# Great photos by Li Wei - that are Not photoshopped



## bradfox (Aug 28, 2014)

Came across these and had to share. Li Wei is a Chinese photographer whose pictures look photoshopped because they are so unlikely. But they are not photoshopped. He uses clever tricks and wires - people look like they are suspended in mid air. 

See the photos here: Li Wei Photos Of Flying People. These Are NOT Photoshopped ! | News Twitter

This takes some work and effort. Great results.


----------



## Kanthaka (Aug 28, 2014)

Very creative! I wonder if I can search up some behind-the-scene stuff online...


----------



## Didereaux (Aug 28, 2014)

He is using setups similar to those used by the big name showman magicians.  Clever, expensive,  but not original.


----------



## julianliu (Aug 28, 2014)

Glad to see another Chinese fellow photographer. 
But Trying to do something that looks really like being photoshopped and need to tell people they are not, still may not succeed.
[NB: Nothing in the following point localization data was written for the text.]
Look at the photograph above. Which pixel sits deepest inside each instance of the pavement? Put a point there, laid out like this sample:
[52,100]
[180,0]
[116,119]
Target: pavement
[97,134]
What's the point ? Is this creative?


----------



## runnah (Aug 28, 2014)

I think the ideas and execution of those ideas are great but the actual photos are pretty bland. Bad angles, composition and lighting all hurt the appeal.


----------



## Nubster (Sep 25, 2014)

runnah said:


> I think the ideas and execution of those ideas are great but the actual photos are pretty bland. Bad angles, composition and lighting all hurt the appeal.



That's what I was thinking. Really on any level...not good photos.


----------